Better than prison: life inside the UK's secure hospitals - DanBC
https://www.theguardian.com/society/2016/dec/23/better-than-prison-secure-hospitals-mental-health
======
DanBC
This is a pretty good article and it reflects my tiny bit of knowledge of
forensic units and the people who've stayed in them.

> Guild Lodge is one of 60 medium-secure mental health hospitals in England
> and Wales that house people deemed to be a danger either to themselves or
> others on account of their mental illness. Most of the 149 patients have
> committed offences while mentally ill, or have been diagnosed with a mental
> illness while already in prison. Some have been in higher-security
> institutions; almost all are being held under the terms of the Mental Health
> Act.

This article doesn't do a good job of describing the difference between
regular MH hospitals (where, if you're a danger to yourself or others you may
be held against your will detained under section of the MH act) and forensic
units ("secure hospitals") where if you pose a risk of harm to yourself or
others you may be held against your will, detained under section of the MH
Act.

The difference is in the involvement of criminal justice.

Other things to look out for in the article: in the images you can see the
door handles are an anti-ligature design; there are windows everywhere for
open sightlines everywhere;

> Service users (the preferred term for patient)

Some people who are detained under section hate this term, especially if
they're subjected to restraint or forced treatment.

> As with all hospitals, the aim is that patients will one day be discharged
> from Guild Lodge with their illnesses under control.
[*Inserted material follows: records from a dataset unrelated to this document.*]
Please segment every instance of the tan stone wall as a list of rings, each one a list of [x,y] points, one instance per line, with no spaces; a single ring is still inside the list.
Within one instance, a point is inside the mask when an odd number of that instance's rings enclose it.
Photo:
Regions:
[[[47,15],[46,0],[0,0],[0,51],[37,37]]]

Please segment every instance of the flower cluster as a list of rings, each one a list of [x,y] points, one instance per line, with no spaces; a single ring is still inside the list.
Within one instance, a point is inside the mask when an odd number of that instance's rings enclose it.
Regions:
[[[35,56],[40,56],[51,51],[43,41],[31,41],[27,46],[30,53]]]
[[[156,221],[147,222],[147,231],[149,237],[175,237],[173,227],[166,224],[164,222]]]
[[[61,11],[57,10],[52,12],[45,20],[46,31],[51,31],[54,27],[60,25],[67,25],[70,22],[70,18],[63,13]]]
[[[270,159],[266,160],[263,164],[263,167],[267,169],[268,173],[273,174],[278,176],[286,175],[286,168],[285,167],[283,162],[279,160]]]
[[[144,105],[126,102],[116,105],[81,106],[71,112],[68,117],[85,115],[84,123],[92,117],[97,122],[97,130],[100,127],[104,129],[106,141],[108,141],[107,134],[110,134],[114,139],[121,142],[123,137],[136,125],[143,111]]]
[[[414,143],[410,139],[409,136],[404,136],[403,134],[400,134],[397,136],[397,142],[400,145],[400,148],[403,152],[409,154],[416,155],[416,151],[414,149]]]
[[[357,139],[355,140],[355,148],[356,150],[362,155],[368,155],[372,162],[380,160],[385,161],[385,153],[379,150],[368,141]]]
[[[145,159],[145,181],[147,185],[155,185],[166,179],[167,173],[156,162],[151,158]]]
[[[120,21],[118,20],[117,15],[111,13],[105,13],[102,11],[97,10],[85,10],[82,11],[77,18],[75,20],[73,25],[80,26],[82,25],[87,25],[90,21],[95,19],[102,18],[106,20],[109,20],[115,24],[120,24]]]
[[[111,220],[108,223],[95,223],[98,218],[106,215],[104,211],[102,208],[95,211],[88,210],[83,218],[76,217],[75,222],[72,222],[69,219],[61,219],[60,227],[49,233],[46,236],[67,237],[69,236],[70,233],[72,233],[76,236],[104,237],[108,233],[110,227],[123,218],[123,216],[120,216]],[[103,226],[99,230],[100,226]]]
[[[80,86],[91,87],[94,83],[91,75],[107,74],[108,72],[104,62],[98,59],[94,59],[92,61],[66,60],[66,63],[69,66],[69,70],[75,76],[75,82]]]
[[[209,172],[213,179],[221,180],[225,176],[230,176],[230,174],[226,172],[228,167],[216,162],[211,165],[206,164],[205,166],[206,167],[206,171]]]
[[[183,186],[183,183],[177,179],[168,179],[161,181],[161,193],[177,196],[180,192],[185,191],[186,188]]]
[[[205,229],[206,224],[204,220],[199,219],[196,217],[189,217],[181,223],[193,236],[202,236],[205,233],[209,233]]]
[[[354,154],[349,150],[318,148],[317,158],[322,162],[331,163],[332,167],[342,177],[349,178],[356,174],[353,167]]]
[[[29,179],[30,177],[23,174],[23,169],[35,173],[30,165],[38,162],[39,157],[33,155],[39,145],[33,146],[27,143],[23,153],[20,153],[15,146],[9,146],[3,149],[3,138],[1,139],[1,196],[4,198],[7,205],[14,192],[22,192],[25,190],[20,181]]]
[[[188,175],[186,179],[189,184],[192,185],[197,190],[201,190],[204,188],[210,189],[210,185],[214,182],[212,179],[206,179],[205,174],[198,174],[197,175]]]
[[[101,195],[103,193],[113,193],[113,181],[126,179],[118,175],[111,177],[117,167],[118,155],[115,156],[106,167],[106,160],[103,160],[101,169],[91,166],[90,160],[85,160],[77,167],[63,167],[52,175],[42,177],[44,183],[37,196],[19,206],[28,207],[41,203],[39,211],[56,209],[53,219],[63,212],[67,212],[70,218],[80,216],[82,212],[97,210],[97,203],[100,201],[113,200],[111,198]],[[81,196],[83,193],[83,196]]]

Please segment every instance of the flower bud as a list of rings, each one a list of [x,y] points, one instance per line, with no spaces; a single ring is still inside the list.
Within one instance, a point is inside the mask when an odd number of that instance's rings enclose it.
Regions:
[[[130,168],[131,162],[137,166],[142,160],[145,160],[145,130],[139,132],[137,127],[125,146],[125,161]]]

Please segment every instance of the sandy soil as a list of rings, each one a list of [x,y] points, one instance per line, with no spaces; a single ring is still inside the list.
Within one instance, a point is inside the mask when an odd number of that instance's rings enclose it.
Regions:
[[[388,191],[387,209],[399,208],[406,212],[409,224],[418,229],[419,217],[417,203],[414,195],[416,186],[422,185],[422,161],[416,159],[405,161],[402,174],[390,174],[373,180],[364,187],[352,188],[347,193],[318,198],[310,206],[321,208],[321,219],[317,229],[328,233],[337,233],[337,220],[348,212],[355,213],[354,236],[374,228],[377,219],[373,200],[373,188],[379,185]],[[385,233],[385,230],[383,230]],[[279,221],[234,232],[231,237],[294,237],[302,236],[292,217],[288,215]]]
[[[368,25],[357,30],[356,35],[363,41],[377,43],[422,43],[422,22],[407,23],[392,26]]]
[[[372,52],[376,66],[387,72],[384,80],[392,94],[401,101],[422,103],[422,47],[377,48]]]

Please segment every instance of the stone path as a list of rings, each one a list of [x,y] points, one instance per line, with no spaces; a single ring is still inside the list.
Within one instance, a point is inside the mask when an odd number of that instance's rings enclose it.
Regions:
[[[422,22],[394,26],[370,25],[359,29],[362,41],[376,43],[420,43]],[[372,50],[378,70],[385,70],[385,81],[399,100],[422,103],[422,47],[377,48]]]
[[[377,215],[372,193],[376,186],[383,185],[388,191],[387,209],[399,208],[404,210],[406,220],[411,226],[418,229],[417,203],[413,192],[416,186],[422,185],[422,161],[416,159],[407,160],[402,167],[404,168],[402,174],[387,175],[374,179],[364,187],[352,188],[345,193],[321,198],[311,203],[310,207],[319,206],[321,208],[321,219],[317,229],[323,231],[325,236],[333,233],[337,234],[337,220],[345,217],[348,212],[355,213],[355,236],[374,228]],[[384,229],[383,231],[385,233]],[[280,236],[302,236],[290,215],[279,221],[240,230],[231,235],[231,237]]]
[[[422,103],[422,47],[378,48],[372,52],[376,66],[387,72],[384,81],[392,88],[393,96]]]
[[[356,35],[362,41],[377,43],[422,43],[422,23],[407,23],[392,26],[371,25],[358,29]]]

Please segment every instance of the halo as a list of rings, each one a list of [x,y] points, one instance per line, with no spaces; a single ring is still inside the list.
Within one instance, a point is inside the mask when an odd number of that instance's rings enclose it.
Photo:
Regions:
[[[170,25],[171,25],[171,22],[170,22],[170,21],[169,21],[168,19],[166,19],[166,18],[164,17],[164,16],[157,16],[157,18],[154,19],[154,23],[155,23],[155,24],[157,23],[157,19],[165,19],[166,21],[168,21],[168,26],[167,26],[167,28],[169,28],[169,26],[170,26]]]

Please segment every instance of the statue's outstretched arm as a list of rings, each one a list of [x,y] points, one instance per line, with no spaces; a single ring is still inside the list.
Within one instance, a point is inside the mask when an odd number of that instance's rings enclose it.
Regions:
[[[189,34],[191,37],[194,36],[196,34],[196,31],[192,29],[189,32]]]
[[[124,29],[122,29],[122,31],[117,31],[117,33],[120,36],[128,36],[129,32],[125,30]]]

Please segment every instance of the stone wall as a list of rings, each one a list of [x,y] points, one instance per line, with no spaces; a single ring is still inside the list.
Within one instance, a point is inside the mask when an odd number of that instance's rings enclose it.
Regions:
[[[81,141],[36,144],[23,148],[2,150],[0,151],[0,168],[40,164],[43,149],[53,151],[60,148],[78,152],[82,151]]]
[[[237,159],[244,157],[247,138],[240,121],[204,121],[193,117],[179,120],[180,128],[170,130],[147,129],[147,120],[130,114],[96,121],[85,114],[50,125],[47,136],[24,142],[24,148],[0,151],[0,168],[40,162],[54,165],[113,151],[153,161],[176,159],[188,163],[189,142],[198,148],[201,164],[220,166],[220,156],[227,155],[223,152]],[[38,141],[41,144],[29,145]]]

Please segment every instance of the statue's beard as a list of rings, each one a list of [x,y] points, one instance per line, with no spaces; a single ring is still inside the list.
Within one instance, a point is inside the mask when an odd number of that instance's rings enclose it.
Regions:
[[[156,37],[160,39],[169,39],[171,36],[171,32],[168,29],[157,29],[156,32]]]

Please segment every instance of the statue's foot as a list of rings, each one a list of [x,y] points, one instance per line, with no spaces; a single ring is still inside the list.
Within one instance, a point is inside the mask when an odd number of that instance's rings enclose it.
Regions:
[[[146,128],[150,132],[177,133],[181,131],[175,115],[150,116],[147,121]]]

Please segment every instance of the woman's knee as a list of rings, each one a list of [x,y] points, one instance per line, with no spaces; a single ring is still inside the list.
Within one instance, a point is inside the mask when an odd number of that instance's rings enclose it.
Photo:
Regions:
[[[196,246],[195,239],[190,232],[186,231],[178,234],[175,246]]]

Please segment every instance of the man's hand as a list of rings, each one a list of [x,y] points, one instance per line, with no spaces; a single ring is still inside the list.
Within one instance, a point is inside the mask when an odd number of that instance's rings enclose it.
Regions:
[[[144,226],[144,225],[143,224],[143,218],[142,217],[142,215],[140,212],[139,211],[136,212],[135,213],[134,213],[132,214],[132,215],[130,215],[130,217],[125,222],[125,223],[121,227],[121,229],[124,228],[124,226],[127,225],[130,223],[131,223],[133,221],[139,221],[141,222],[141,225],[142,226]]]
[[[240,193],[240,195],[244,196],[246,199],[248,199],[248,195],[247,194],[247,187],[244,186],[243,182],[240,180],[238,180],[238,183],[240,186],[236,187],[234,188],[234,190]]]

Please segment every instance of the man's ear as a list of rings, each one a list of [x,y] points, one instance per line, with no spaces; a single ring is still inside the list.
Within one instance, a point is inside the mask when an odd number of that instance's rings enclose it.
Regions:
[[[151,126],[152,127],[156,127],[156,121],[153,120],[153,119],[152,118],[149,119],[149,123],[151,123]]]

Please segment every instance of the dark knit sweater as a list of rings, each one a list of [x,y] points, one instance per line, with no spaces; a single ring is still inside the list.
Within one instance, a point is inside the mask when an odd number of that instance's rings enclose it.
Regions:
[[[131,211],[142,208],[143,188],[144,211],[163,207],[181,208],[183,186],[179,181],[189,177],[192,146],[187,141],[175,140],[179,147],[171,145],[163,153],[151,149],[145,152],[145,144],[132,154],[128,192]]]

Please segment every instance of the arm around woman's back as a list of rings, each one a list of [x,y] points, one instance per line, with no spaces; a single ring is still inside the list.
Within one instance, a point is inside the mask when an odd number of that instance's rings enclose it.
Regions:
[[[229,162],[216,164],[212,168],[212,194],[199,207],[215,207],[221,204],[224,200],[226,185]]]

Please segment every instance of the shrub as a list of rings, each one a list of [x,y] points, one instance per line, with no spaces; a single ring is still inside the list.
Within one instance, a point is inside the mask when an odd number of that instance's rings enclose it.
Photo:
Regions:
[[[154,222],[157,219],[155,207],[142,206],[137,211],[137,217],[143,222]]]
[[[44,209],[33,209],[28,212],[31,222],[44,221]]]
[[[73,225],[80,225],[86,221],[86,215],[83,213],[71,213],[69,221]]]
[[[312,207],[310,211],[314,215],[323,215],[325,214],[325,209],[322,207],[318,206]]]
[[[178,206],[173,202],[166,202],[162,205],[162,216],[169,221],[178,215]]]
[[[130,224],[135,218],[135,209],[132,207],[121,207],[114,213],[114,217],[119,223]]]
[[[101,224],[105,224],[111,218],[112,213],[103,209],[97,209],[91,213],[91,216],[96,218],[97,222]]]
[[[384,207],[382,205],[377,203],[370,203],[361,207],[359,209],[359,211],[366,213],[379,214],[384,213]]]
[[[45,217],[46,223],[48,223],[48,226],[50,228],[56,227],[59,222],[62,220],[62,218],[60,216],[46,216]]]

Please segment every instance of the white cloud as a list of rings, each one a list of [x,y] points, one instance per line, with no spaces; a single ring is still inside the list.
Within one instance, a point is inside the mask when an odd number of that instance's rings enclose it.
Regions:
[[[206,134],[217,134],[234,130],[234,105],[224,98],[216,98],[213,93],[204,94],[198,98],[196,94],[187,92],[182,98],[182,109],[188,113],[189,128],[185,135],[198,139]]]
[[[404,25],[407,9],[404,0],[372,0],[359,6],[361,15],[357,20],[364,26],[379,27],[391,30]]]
It is recovery-focused
> rather than punitive, and although the Ministry of Justice retains a
> controlling interest in the onward progression of many patients (some will
> go back to prison)

So, here's the thing. If you get a prison sentence you serve that term, and
are let out. (Although if you murdered someone you're on licence - they can
recall you to prison - for the rest of your life). If you're detained under
the MH act you don't know how long you'e going to be there, and if they're
risk averse you might spend a long time in there.

I've spoken to a small number of people detained in medium secure forensic
units, and they said that this was the hardest part of it for them. They'd
come from prison where they'd got into the mindset of serving their time.

Also, I tend to prefer the word "forensic unit" rather than "secure unit".
Most regular MH hospitals have some locked wards, but they are not secure
units. The word secure is a bit confusing.